Public Statements & Remarks

Statement of Chairman Timothy Massad Regarding Approval of Supplemental Proposal to Automated Trading Regulation

November 4, 2016

Good morning. This meeting will come to order. This is a public meeting of the Commodity Futures Trading Commission (CFTC).

I’d like to welcome members of the public, market participants, and members of the media, as well as those taking part on the phone or via webcast. And I’m pleased to be joined by my colleagues, Commissioners Sharon Bowen and Chris Giancarlo.

Today, we gather to consider a supplemental proposal related to “Regulation AT,” our proposed rule to address the increased use of automated trading in our markets.

As we all know, automated trading dominates the markets we oversee. More than 70 percent of trading in futures is now automated. And this is not just in financial futures; we see it in physical commodity futures as well.

Our markets have fundamentally changed as a result. In just a few years, we have gone from open-outcry pits where floor traders jostled elbow-to-elbow to make trades, to a machine dominated market where a millisecond is considered slow—in fact, the new measure is a microsecond. In the time it would take a trader to hang up the phone and signal a bid with his hands in the pit, today’s machines can generate anywhere from 1,600 to 2,000 orders.

But in another respect, our markets have not changed at all. Farmers, ranchers, manufacturers, exporters—businesses of all types—still depend on them to hedge routine risk and engage in price discovery. Whether it is corn or copper, crude oil or cocoa, equities or Treasuries, Japanese yen or British pounds—businesses need these markets. They need them to function reliably, fairly, and free of manipulation or disruption.

If anything has changed, it is that those needs are greater today. Businesses operate worldwide, commodity markets are global, and products are more diverse.

Market participants look to us to make sure these markets operate with integrity. So while the landscape has changed dramatically, our mission has stayed the same.

I meet with market participants of all types, and I find that traditional end-users— such as those from the agricultural community—are particularly concerned about the effects of automated trading on these markets. It is especially important for us to be able to respond to the concerns of those who are not so-called “flash boys,” and are only moving at human speed.

It is an illustration of the fact that our regulations have not kept up with our modern markets. Today’s proposal is a part of what we need to do to keep our regulatory system up-to-date, just as you need updates for your phone’s operating system from time to time. There are other things we need to do to modernize our regulatory oversight and, in particular, to engage in adequate surveillance of modern trading methods. We must continue to enhance our ability to receive and analyze message and other types of data. We must have adequate data on trading in related cash markets. Regulators must cooperate to the extent that trading in different markets is linked. And we must continue to address the risk of cyberattacks and other types of technological disruptions in our markets.

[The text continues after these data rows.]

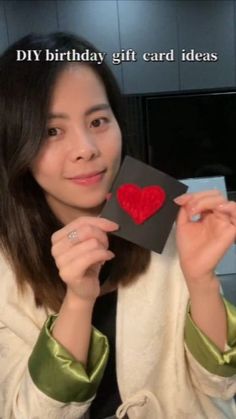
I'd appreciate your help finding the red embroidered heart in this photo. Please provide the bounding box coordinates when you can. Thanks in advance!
[117,183,166,224]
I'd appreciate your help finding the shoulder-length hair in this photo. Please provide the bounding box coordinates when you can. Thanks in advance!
[0,32,150,311]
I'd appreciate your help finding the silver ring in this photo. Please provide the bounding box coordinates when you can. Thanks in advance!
[67,230,79,242]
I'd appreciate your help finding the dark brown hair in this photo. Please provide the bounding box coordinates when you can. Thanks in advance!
[0,32,150,311]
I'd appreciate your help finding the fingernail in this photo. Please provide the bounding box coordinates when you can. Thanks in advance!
[106,192,112,201]
[173,195,185,204]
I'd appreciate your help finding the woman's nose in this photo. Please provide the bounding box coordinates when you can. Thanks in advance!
[70,130,99,161]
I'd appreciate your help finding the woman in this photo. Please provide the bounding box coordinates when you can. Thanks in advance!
[0,33,236,419]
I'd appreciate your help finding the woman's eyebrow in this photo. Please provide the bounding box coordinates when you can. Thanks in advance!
[48,103,111,119]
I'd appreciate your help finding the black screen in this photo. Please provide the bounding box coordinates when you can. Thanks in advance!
[145,92,236,191]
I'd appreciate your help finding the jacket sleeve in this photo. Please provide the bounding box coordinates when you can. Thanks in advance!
[185,299,236,399]
[0,316,109,419]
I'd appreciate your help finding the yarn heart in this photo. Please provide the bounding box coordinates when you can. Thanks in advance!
[117,183,166,224]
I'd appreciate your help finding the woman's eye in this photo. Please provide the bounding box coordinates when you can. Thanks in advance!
[91,118,108,128]
[47,127,60,137]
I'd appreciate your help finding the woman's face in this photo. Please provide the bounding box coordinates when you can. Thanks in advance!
[31,65,121,224]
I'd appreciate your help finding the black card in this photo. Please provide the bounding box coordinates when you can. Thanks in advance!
[101,156,188,253]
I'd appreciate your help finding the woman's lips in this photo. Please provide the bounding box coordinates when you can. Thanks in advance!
[70,170,105,186]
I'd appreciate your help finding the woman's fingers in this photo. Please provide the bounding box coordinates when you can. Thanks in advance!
[174,190,227,218]
[51,217,119,244]
[57,243,115,284]
[52,224,109,257]
[217,201,236,226]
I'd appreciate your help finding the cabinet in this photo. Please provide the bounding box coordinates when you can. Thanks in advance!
[57,0,122,87]
[118,0,179,94]
[177,1,235,90]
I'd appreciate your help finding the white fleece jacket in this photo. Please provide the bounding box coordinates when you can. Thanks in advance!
[0,231,236,419]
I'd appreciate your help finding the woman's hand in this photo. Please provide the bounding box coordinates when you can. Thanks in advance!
[175,190,236,285]
[51,217,118,302]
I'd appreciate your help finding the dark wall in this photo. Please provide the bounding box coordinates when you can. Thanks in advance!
[0,0,236,94]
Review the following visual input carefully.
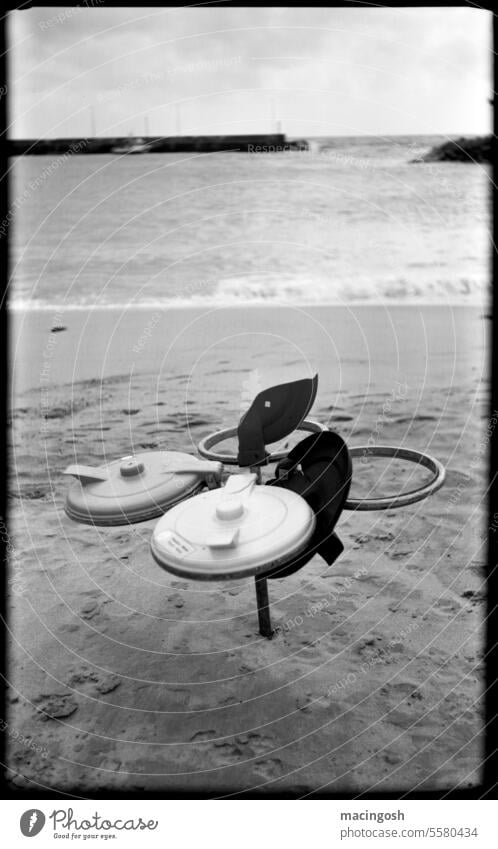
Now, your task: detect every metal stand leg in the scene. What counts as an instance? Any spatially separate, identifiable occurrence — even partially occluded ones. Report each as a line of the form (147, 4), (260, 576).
(254, 578), (273, 640)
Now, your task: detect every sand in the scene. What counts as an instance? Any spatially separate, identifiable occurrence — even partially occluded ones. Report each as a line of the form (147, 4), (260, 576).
(4, 307), (489, 797)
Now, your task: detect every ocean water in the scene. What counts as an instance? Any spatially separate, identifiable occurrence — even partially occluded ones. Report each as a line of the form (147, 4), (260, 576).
(9, 136), (491, 309)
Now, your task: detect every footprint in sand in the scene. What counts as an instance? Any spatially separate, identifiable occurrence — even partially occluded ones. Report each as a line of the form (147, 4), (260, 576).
(254, 758), (283, 781)
(33, 693), (78, 722)
(68, 667), (121, 695)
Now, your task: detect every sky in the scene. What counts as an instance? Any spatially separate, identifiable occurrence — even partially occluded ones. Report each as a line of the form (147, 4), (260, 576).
(8, 5), (492, 138)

Our proposal is designed to minimize the risk of disruption and other problems that can be caused by algorithmic trading, and to make sure we have the tools to deal with those problems should they occur.

It requires reasonable risk controls, using a principles-based approach that would codify many industry best practices.

But it does not prescribe the parameters or limits of such controls, because we know how diverse market participants can be, and we believe they are the ones who should determine those specifics.

It requires testing and monitoring of algorithms. It requires the preservation of source code and other records — the equivalent of the records that those trading at human speed have preserved for years.

And it ensures that we would have access to such records when necessary, just as for years we have reviewed the records of traders at human speed.

In the last year, we received significant feedback on the proposal that the Commission unanimously approved in November of 2015. And today’s supplemental proposal makes a number of changes to that initial measure. They reflect the helpful suggestions and comments we have received.

The changes we will consider today modify the basic risk control requirements so that we achieve the proper coverage in an efficient manner. They modify the registration requirement so that it focuses instead on the larger participants. They lessen some of the reporting requirements while still requiring a certification of compliance. And they address the concerns raised about access to source code.

On that issue, the proposal requires the Commission itself to make the decision to seek access to source code. No staff member can do so without Commission approval. This is a significant departure from our standard practice, which allows staff to seek access to information that registrants are required to preserve without a subpoena or specific Commission authorization. The Commission could authorize the staff to seek such access either by means of a subpoena or a special call. That is, the process will require the same level of Commission review that comes with the issuance of a subpoena even if it is for surveillance purposes. Our proposal also describes the steps we can take to preserve the confidentiality of source code.

Our staff will highlight these changes in more detail in a moment, and I want to thank them for all their hard work on this rule.

Let me just conclude by saying we have long engaged in surveillance that involves reviewing information that has significant proprietary value—information on trading strategies, including activities in related markets, or information that would go to whether a position truly is a bona fide hedge, such as purchase or supply commitments of related cash commodities, inventory levels, production expectations and so forth.

We should not have a regulatory regime where those who still trade at human speed are subject to effective surveillance, but those who use machines are not. Our rules should not favor one method over another, and nobody should be able to hide behind their machines.